Namun, pengakuan berbeda datang dari salah satu anggota Tim 15. Ia menyebut awalnya tim hanya ditugaskan menjual satu bidang pasum, tetapi kemudian melebar ke beberapa titik lain.
“Awalnya cuma satu tanah yang mau dijual, tapi akhirnya merembet ke yang lain. Masalahnya muncul saat keluarga Acil minta kompensasi Rp80 juta, lalu naik jadi Rp350 juta. Saya salah satu org menolak permintaan ACIL karena menurut saya tanah yg 540 m sdh menjadi milik warga griya ( tanah pasum) kok ACIL minta kompensasi sebesar itu. mending nggak usah dijual,” ujarnya.
Ketua RT 17 Hartono hindari konfirmasi ia enggan memberikan keterangan kepada wartawan. Sejak Selasa (21/10), upaya konfirmasi melalui pesan WhatsApp tidak direspons, bahkan kontak wartawan diblokir. Saat didatangi ke rumahnya Jumat (24/10), Harto hanya mengatakan singkat,
“No comment. Langsung ke Ketua Tim saja. Secara administrasi sudah beres, kami hanya menjalankan keputusan ketua.” tegasnya
Di lain hal Lurah sukarame Ketika dimintai tanggapan, Ia mengaku sudah mengetahui polemik tersebut sejak lama. Ia membenarkan bahwa para ketua RT pernah dipanggil Komisi III DPRD Bandarlampung untuk dimintai keterangan.
“Itu persoalan lama. Mereka memang pernah dipanggil DPRD komisi III, saya ikut juga. Tapi saya sendiri tidak tahu-menahu soal proses penjualannya,” kata Lurah Sukarame saat dihubungi melalui sambungan WhatsApp, kamis (23/10).

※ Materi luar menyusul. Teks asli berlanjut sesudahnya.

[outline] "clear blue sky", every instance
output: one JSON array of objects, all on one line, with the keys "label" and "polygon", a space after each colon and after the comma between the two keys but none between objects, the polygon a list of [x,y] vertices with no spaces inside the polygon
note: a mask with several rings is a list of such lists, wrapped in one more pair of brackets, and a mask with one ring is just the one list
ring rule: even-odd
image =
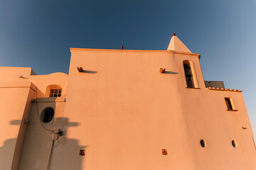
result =
[{"label": "clear blue sky", "polygon": [[0,0],[0,65],[38,74],[68,73],[69,47],[166,50],[173,33],[206,80],[244,91],[256,135],[256,0]]}]

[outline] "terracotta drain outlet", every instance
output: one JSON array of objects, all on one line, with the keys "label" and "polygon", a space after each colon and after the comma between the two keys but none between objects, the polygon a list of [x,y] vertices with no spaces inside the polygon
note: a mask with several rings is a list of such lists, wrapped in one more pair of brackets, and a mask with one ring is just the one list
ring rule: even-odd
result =
[{"label": "terracotta drain outlet", "polygon": [[162,154],[167,155],[167,149],[162,149]]}]

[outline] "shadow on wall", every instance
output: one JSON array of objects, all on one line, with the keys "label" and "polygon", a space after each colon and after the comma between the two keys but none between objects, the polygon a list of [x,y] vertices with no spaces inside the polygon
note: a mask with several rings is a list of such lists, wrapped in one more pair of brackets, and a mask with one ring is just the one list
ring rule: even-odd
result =
[{"label": "shadow on wall", "polygon": [[11,169],[16,140],[7,140],[0,147],[0,169]]},{"label": "shadow on wall", "polygon": [[[82,161],[85,156],[80,156],[80,150],[87,146],[79,146],[75,139],[68,139],[68,128],[78,126],[78,123],[70,123],[67,118],[57,118],[48,123],[41,123],[35,114],[30,115],[30,123],[28,124],[24,144],[20,159],[19,170],[47,169],[65,170],[82,169]],[[18,120],[11,122],[16,125]],[[49,130],[46,130],[45,128]],[[63,136],[53,135],[50,130],[63,131]],[[1,158],[12,159],[8,157],[10,146],[15,146],[16,139],[6,140],[4,146],[0,148]],[[1,159],[2,162],[5,159]],[[1,168],[1,169],[9,169]]]}]

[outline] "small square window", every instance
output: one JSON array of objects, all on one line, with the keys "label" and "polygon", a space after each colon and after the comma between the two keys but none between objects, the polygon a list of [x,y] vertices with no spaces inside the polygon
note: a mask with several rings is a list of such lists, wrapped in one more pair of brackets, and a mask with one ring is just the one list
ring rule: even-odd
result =
[{"label": "small square window", "polygon": [[50,89],[50,97],[60,97],[61,96],[61,89]]},{"label": "small square window", "polygon": [[225,101],[227,105],[228,111],[238,111],[238,110],[235,109],[234,103],[233,103],[231,98],[225,98]]},{"label": "small square window", "polygon": [[231,104],[231,101],[230,101],[230,98],[225,98],[225,101],[226,102],[226,105],[228,107],[228,110],[233,110],[233,107],[232,107],[232,104]]}]

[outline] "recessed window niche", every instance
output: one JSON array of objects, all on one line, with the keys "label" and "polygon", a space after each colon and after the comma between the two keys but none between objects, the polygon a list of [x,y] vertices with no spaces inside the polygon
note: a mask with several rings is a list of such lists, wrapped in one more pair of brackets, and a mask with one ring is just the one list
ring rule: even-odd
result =
[{"label": "recessed window niche", "polygon": [[204,140],[200,140],[200,144],[201,145],[202,147],[206,147],[206,142]]},{"label": "recessed window niche", "polygon": [[233,147],[238,147],[238,144],[235,142],[235,140],[232,140],[232,145],[233,146]]},{"label": "recessed window niche", "polygon": [[54,116],[54,109],[52,107],[47,107],[43,110],[41,114],[41,120],[43,123],[50,122]]}]

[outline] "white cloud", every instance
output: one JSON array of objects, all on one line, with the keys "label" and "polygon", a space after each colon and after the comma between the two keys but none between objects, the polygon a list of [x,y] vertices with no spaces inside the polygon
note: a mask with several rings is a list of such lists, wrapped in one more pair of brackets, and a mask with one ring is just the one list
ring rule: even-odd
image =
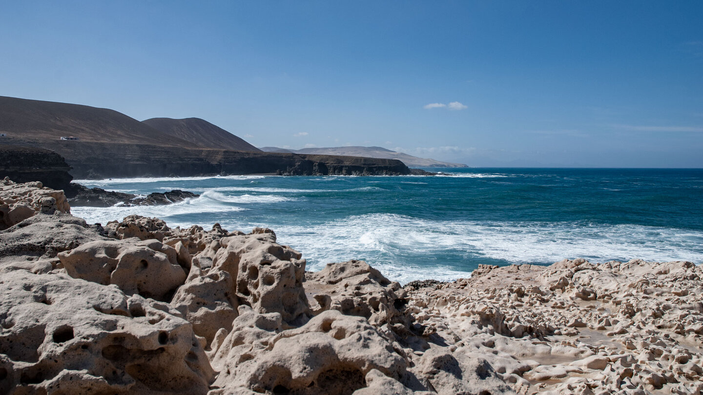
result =
[{"label": "white cloud", "polygon": [[425,110],[432,110],[432,108],[446,108],[448,110],[465,110],[468,108],[468,106],[464,105],[458,101],[453,101],[449,104],[444,104],[444,103],[430,103],[430,104],[426,104],[423,106],[423,108]]},{"label": "white cloud", "polygon": [[453,101],[446,105],[449,110],[466,110],[469,107],[464,105],[458,101]]},{"label": "white cloud", "polygon": [[669,131],[669,132],[697,132],[703,133],[703,127],[683,126],[645,126],[645,125],[612,125],[617,129],[633,131]]}]

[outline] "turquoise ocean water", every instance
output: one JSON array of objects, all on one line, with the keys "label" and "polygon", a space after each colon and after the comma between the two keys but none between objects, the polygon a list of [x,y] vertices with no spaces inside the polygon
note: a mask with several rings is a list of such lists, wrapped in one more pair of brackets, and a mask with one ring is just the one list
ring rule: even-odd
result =
[{"label": "turquoise ocean water", "polygon": [[703,262],[703,169],[428,170],[444,175],[77,180],[108,190],[201,196],[72,212],[103,224],[138,214],[171,226],[268,227],[303,254],[309,270],[365,259],[401,283],[467,277],[479,264]]}]

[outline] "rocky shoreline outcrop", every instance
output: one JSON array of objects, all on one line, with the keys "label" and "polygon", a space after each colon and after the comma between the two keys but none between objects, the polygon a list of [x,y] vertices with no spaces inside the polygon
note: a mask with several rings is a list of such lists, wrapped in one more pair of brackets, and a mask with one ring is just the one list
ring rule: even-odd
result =
[{"label": "rocky shoreline outcrop", "polygon": [[174,189],[168,192],[153,192],[146,196],[134,193],[105,190],[101,188],[88,188],[77,183],[71,184],[72,194],[68,199],[74,207],[109,207],[115,205],[121,206],[159,206],[183,202],[186,199],[198,198],[200,195]]},{"label": "rocky shoreline outcrop", "polygon": [[5,187],[0,207],[32,211],[0,231],[0,393],[703,390],[690,262],[482,266],[403,287],[361,261],[306,271],[269,229],[89,225],[60,191]]}]

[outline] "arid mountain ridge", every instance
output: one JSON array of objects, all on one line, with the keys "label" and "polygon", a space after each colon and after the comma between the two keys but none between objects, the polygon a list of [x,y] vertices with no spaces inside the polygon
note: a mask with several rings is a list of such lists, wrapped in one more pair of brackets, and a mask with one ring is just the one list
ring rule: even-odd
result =
[{"label": "arid mountain ridge", "polygon": [[344,156],[362,156],[367,157],[378,157],[384,159],[397,159],[408,167],[468,167],[461,163],[441,162],[434,159],[418,157],[405,153],[393,151],[382,147],[360,147],[350,145],[347,147],[309,148],[302,150],[290,150],[279,148],[278,147],[262,147],[262,151],[273,153],[291,153],[297,154],[317,154]]},{"label": "arid mountain ridge", "polygon": [[141,122],[107,108],[4,96],[0,96],[0,134],[6,135],[0,143],[58,153],[77,179],[411,173],[394,160],[262,152],[198,118]]}]

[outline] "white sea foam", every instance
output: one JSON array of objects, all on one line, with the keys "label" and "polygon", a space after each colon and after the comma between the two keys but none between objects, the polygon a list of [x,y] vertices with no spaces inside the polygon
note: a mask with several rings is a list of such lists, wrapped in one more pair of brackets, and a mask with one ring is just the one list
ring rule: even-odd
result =
[{"label": "white sea foam", "polygon": [[115,205],[104,208],[75,207],[71,207],[71,214],[84,219],[89,224],[99,222],[105,224],[110,221],[121,221],[128,215],[137,214],[143,216],[155,216],[164,219],[169,226],[190,226],[201,225],[201,224],[193,224],[192,221],[185,223],[172,219],[175,216],[193,213],[221,213],[223,216],[225,216],[227,212],[245,209],[246,209],[233,206],[204,195],[194,199],[186,199],[185,201],[172,205],[160,206],[125,207]]},{"label": "white sea foam", "polygon": [[438,176],[443,177],[456,177],[460,179],[501,179],[504,177],[515,177],[515,174],[494,174],[489,173],[444,173],[440,171]]}]

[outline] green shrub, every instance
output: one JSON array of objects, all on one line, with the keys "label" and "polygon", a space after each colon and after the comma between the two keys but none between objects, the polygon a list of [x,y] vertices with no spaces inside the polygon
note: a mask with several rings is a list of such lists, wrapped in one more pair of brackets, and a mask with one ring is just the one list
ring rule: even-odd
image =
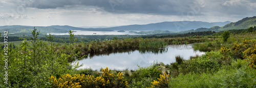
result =
[{"label": "green shrub", "polygon": [[187,65],[188,70],[196,73],[205,72],[207,70],[216,70],[221,66],[218,59],[222,55],[219,52],[206,52],[197,59],[190,60]]},{"label": "green shrub", "polygon": [[229,38],[230,35],[229,31],[225,31],[222,34],[222,38],[224,41],[226,41],[227,39]]},{"label": "green shrub", "polygon": [[183,61],[185,60],[183,57],[181,57],[180,55],[175,56],[175,59],[176,60],[176,62],[179,64],[183,63]]},{"label": "green shrub", "polygon": [[156,63],[152,64],[150,67],[140,68],[134,72],[132,77],[136,80],[141,80],[143,78],[156,78],[162,74],[161,71],[158,70],[160,67],[157,66]]}]

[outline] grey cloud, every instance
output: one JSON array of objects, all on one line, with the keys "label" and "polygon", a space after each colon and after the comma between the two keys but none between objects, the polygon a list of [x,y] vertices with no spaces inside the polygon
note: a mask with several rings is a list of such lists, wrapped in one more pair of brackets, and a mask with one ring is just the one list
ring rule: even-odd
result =
[{"label": "grey cloud", "polygon": [[28,5],[38,9],[54,9],[65,6],[96,6],[114,13],[146,13],[160,15],[181,15],[196,5],[195,0],[35,0]]},{"label": "grey cloud", "polygon": [[[18,2],[21,1],[22,2]],[[186,15],[200,6],[194,15],[204,14],[255,15],[254,0],[8,0],[13,3],[26,3],[26,6],[38,9],[55,9],[65,6],[95,6],[113,13],[144,13],[157,15]],[[14,3],[14,1],[15,1]],[[24,5],[24,4],[19,4]],[[198,8],[196,8],[198,9]],[[221,15],[219,14],[219,15]]]},{"label": "grey cloud", "polygon": [[0,18],[15,19],[15,18],[36,18],[36,17],[30,16],[27,15],[17,15],[14,13],[1,13]]}]

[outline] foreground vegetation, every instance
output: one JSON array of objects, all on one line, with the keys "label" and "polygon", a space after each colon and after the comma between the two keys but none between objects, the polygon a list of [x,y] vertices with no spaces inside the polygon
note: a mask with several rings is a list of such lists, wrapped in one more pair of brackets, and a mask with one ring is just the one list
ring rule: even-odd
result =
[{"label": "foreground vegetation", "polygon": [[[0,87],[255,87],[255,29],[238,33],[223,32],[229,36],[221,33],[198,38],[115,38],[76,43],[70,31],[69,43],[61,45],[54,44],[51,35],[47,36],[47,42],[39,40],[35,29],[32,36],[22,38],[19,46],[8,43],[8,55],[4,55],[5,49],[1,49],[0,64],[7,64],[8,69],[2,68],[0,73],[8,74],[8,76],[0,75],[5,78],[0,81]],[[195,44],[194,48],[208,52],[188,60],[178,56],[176,62],[138,66],[135,71],[113,71],[108,68],[99,72],[77,70],[81,65],[76,60],[84,57],[87,53],[200,42],[204,42]],[[7,56],[7,62],[4,57]]]}]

Menurutnya, para ketua RT mengaku telah mendapat persetujuan warga untuk menjual pasum demi membeli tanah makam. “Saya tanya mana tanah makamnya,” ujarnya.
“Kalau pasum dijual seenaknya, itu preseden buruk bagi tata kelola lingkungan. Pemerintah harus turun tangan,” tegas salah satu warga griya sukarame.